Längeres Überleben durch personalisierte Medizin
Beim Bronchialkarzinom, der häufigsten krebsbedingten Todesursache bei Männern, zeigt sich das Potenzial der personalisierten Medizin besonders deutlich: Patienten, die in der Genom-basierten Diagnostik eine EGF (Epidermal Growth Factor)-Rezeptor-Mutation oder ALK (Anaplastic Lymphoma Kinase)-Translokation aufweisen, überleben median signifikant länger, wenn sie als Erstlinientherapie einen Tyrosinkinase- bzw. ALK-Inhibitor erhalten anstatt der klassischen Chemotherapie. „Für EGFR konnte ein circa 24 Monate längeres Überleben nachgewiesen werden, für ALK waren es circa 15 Monate“, lautet eines der Studienergebnisse.
Allerdings sind EGFR und ALK bei weniger als einem Fünftel der Patienten nachweisbar, und allen droht nach Ende der Therapie ein baldiges Fortschreiten der Erkrankung. Auch sind hierzulande Tests auf Biomarker noch nicht bei alle Patienten Routine, sodass eine zielgerichtete Firstline-Therapie nicht generell umsetzbar ist.
Nicht zuletzt gibt es viele Patienten, denen momentan kein passender Ansatz angeboten werden kann. Erst seit kurzem besteht für die Translokation des Krebsgens ROS1, das sich nur bei 1% aller NSCLC-Patienten findet, die Möglichkeit einer personalisierten Behandlung – mit dem gleichen Medikament, das für die ALK-Translokation zugelassen ist. Die präzise Zuordnung von Patienten könnte daher die Therapiemöglichkeiten verbessern.
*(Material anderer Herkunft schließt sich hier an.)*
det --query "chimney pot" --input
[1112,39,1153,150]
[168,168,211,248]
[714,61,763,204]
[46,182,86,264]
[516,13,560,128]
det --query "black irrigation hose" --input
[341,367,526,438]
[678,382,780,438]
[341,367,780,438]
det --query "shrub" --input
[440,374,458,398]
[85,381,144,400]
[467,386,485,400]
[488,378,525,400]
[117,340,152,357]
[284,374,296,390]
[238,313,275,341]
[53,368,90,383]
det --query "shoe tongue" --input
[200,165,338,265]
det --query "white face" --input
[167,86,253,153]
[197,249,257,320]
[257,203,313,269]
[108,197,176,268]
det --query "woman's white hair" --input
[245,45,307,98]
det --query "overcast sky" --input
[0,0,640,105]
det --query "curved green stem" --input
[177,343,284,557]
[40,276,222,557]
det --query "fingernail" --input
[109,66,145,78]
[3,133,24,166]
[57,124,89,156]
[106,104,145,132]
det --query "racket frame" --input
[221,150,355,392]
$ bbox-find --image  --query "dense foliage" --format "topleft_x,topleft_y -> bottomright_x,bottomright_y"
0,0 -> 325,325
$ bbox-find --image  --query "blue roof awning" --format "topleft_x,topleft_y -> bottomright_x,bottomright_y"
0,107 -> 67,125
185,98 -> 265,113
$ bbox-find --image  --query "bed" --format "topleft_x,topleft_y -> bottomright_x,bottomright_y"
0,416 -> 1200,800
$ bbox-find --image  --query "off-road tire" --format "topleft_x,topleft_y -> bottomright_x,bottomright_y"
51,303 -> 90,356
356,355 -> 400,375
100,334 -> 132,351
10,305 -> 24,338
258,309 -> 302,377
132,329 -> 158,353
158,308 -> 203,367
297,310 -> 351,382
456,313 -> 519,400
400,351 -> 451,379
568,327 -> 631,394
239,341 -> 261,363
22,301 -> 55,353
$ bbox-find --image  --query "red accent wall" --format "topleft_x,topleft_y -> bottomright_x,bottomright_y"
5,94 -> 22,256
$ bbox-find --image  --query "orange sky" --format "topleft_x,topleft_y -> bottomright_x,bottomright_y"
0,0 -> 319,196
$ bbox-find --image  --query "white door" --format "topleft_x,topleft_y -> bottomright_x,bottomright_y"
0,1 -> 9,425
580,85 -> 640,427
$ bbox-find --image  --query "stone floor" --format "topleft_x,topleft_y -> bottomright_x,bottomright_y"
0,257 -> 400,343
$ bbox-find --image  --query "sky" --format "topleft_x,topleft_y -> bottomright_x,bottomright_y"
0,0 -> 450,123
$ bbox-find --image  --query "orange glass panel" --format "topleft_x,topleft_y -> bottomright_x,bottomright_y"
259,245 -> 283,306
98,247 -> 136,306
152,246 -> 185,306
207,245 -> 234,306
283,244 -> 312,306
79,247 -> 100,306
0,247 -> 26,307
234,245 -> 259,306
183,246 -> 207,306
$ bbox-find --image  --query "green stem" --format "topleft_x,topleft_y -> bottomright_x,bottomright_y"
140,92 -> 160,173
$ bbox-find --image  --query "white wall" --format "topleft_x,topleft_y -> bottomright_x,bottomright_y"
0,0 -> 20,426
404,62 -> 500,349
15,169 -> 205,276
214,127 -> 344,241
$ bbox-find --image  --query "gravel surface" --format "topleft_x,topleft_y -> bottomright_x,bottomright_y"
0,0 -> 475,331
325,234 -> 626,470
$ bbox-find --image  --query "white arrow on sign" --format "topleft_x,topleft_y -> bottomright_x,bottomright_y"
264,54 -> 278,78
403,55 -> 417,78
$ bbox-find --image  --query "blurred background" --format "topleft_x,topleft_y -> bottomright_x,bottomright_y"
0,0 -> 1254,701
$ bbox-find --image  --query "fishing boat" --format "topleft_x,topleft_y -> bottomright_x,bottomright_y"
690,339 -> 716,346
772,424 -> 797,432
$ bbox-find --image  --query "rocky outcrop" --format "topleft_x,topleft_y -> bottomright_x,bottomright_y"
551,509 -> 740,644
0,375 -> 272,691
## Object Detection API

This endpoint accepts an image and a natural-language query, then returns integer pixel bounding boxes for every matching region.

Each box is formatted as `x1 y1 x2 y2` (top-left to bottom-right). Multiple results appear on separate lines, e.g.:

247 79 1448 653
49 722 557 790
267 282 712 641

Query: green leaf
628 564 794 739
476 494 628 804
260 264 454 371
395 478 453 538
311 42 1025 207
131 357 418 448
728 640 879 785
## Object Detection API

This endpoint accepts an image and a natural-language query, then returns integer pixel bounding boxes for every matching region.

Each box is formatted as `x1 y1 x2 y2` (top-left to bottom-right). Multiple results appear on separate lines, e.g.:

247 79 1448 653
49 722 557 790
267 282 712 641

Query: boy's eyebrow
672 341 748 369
Neue Erkenntnisse zur histo-pathologischen Einordnung
Für die Projekte wurden zwischen Januar 2010 und April 2013 insgesamt 5.145 Lungenkrebspatienten aus Nordrhein-Westfalen gescreent; letztlich wurden 3.863 (75%) Tumorproben umfassend genotypisiert, analysiert und klassifiziert. Das Material stammt aus dem Netzwerk Genomische Medizin (NGM), dem bundesweit mehr als 40 universitäre und außeruniversitäre Lungenkliniken sowie niedergelassene Onkologen angehören. 63% der Proben stammen von Männern. Bei 65% der Proben handelte es sich um Adenokarzinome, die ca. 20% der Bronchuskarzinome ausmachen.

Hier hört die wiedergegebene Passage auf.